A big part—perhaps the largest part—of risk management is the cycle of understanding risks, identifying the poor habits or tools or structures that cause them, and changing those for something better. This requires innovation, and innovation is a bitch. Nothing humans do is more susceptible to various forms of accidental and willful sabotage, something Leitch highlights with scathingly wry British humor.

"In your ambition is to make sure an innovative project is a failure then here is what you should do. The following techniques are so easy that even people who want successful projects occasionally do them, not understanding the damage they do.

First, insist on consensus as to exactly what the project will deliver, when, and with what resources. Do not under any circumstances accept any uncertainty in this and do not allow any work to proceed until firm commitment and unanimous agreement have been achieved. If agreement is ever achieved then make it as hard as possible to change anything and frown on opportunism.
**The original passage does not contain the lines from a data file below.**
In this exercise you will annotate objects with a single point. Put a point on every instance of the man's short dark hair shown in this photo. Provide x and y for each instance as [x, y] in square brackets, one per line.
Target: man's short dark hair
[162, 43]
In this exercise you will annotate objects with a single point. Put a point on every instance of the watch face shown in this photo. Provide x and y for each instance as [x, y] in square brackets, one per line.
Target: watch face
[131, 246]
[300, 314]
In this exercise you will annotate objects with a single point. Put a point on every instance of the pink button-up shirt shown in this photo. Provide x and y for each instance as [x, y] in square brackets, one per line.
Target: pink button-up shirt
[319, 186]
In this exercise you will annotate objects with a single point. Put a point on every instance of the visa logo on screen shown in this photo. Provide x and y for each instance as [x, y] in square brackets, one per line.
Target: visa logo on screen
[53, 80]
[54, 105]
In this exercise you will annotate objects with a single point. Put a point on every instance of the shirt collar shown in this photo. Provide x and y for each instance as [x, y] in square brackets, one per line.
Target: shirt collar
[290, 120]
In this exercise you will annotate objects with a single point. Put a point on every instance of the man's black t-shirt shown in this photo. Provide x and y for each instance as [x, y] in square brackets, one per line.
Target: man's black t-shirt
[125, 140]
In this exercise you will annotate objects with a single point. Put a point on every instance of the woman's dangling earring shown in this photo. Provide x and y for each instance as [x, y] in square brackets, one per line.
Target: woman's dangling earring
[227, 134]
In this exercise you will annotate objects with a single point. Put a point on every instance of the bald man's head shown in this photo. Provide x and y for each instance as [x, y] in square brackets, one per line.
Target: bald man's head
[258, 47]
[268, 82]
In the unlikely event that this fails to kill the project develop a formal project plan with large phases of work that make sure nothing is actually delivered until the very end. Set out the project with logical sounding headings like 'analysis' and 'solutions development'. Anything will do as long as it doesn't involve trying something out in practice.

If, like a hard weed, the project struggles on then your problem might be that there are some strong innovators on the team. If so you must do everything you can to drive them away or prevent them from contributing. Now is the time to set up some brainstorming meetings. Flip charts, sticky notes, breaking the team into groups, feeding back 'conclusions'—you know the kind of thing. Make sure everyone is treated the same, no matter how obvious the differences in relevant design skill. Make sure nobody has time to thin knew ideas through properly and that anybody who does have well-thought-through proposals sees them put onto the flip chart along with others, misinterpreted, mixed, and mangled into useless oblivion.

If, despite all your precautions, someone actually does come up with a promising idea do not worry. They are playing into your hands. Simply welcome the idea, praise it, and focus all resources and thinking on it and it alone. Sooner or later the idea will hit problems and when it does that narrow focus will mean it is stuck. Tackling the problem from several directions at once, or searching for even easier ways in, would give a much better chance of success so make sure people don't get up to those tricks.

The key to effective sabotage is to present what you are doing as sensible, good management. Make it sound "logical". Stay calm, take notes, say supportive things, and you can be sure of getting away with it.

On the other hand, if you want success then make sure none of those sabotage tactics are used, even with good intentions."

The book is a treasure. The chapter this was taken from is a goldmine of recognizing and dealing with the problems common to implementing risk controls.